Bu alanda başarısız olursal ne olacak? İşte, o zaman, Türkiye ekonomisinin kırılgan olup olmadığını teste tabi tutmuş olacağız. Test ettiğimizde, zincirin en zayıf halkasından kopacağı gibi, Türkiye ekonomisi de en zayıf yerinden vurulmaya açık olacaktır.

Türkiye ekonomisinin en zayıf halkası hala kamu finansmanıdır. İç borçlar hala çok yüksektir. Borçların vadesi göreli olarak kısadır. Borçların maliyeti kısa vadeli faizlere çok duyarlıdır. Yani, kısa vadede reel faizlerin ani yükselmesi iç borç stokunun maliyetini ciddi ölçüde artıracaktır.

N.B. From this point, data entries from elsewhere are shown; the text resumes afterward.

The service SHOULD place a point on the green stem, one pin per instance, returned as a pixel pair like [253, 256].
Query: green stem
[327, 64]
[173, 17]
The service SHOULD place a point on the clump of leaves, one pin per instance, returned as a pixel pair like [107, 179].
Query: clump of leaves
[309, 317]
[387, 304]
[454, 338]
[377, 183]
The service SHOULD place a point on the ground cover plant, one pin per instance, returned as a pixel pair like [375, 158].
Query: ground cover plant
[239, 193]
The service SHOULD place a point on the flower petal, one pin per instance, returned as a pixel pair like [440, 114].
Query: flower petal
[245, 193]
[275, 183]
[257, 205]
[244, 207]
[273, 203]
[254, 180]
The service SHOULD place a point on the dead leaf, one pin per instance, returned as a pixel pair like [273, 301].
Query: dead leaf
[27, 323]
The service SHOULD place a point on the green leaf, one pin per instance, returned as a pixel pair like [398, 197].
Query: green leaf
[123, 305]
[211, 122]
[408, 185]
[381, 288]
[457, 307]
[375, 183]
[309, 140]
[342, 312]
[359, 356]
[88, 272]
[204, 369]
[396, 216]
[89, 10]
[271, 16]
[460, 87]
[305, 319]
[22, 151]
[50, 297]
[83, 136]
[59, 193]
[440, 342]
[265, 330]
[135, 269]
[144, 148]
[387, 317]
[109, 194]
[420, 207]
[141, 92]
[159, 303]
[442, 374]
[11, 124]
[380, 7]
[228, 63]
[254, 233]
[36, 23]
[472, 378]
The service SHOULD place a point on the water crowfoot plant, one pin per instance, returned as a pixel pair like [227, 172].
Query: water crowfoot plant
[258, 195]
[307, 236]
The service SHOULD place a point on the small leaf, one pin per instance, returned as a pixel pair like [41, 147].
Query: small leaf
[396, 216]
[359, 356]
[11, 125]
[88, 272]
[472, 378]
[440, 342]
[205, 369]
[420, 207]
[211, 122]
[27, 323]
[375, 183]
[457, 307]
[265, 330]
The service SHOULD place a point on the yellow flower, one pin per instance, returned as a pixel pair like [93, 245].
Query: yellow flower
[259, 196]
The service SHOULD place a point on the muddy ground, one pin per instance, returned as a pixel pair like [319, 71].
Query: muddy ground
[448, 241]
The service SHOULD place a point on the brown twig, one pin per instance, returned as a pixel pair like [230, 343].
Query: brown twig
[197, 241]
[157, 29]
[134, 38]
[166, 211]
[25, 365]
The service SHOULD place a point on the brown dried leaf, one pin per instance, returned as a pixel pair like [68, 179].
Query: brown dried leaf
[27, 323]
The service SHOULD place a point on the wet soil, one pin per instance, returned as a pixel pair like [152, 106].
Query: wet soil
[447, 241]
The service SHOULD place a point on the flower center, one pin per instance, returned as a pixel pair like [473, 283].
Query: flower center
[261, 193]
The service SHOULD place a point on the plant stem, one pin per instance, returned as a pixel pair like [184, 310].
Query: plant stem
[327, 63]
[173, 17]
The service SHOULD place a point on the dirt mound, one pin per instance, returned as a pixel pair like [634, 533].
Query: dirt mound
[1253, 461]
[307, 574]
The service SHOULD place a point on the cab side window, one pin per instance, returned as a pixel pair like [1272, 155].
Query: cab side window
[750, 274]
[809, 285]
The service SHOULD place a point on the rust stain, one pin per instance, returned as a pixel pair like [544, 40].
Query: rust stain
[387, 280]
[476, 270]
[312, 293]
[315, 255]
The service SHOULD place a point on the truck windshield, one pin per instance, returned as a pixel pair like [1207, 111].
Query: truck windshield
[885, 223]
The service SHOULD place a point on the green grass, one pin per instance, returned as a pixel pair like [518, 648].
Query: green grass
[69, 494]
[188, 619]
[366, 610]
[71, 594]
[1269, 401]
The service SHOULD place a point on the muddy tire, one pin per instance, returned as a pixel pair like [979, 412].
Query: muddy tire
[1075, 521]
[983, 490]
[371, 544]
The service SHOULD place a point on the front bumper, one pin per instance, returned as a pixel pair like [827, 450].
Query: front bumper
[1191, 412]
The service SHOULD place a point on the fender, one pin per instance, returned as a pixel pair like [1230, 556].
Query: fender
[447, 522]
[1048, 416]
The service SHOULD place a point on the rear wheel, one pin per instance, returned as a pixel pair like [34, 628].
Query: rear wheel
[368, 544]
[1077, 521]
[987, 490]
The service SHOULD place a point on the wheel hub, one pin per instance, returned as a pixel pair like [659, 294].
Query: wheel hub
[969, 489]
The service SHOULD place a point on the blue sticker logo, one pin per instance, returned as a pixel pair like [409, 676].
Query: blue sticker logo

Zayıflık burada bitmemektedir. İç borçların yaklaşık üçte biri ya döviz üzerindendir ya da dövize endekslidir. Dış borçlarla beraber düşünüldüğünde, milli gelirimizin yaklaşık yüzde 35-40’lık bölümüne eşit olan toplam devlet borçları döviz kurlarına duyarlıdır. Yani, döviz kurları arttığında, borç yükü de aynı paralelde artacaktır.

Kısacası, Türkiye ekonomisinin bir şok boyutunda ne döviz kurlarının ne de faizlerin artmasına tahammülü yoktur. Bu iki değişkendeki olumsuz gelişmeler yalnızca beklentileri olumsuza çevirmekle kalmayacak, kamu finansmanını da ciddi boyutlarda tahrip edecektir. Son yıllarda şikayetçi olduğumuz yüksek düzeydeki faiz dışı fazla hedefi dahi durumun kurtarılmasına yetmeyebilecektir.

REEL SEKTÖR

Övünmeyi bırakıp ekonomik yapının sağlamlaşmasına çalışmalıyız. Bu kez ciddi boyutlarda bir ekonomik çalkantının tetikçisi bekli bankalar olmayacaktır. Ama, çalkantı bankaların da sağlığını bozacaktır. Reel sektörü sağlıklı olmayan bir ekonomide bankacılık sektörünün sağlıklı kalması mümkün olamaz.

Ekonominin bir diğer zayıf halkası reel sektördür. Geçmişe göre özel sektörün döviz borçları çok artmıştır. Son iki yıldır özel sektör döviz üzerinden borçlanma yoluyla ciddi boyutlarda yatırım yapmıştır. Beklenmedik bir döviz kuru şoku reel sektör şirketlerini çok zor durumda bırakacaktır.

Döviz kurunun artmasıyla ihracat teşvik ediliyormuş gibi görünecektir, ama ihraç edecek mal üretecek dermanımız kalmayacaktır. Döviz kurları üzerine konuşurken bu noktaları ihmal etmek çok büyük bir hatadır.

Türkiye ekonomisinin istikrarı döviz kurlarının istikrarıyla çok yakından ilgilidir.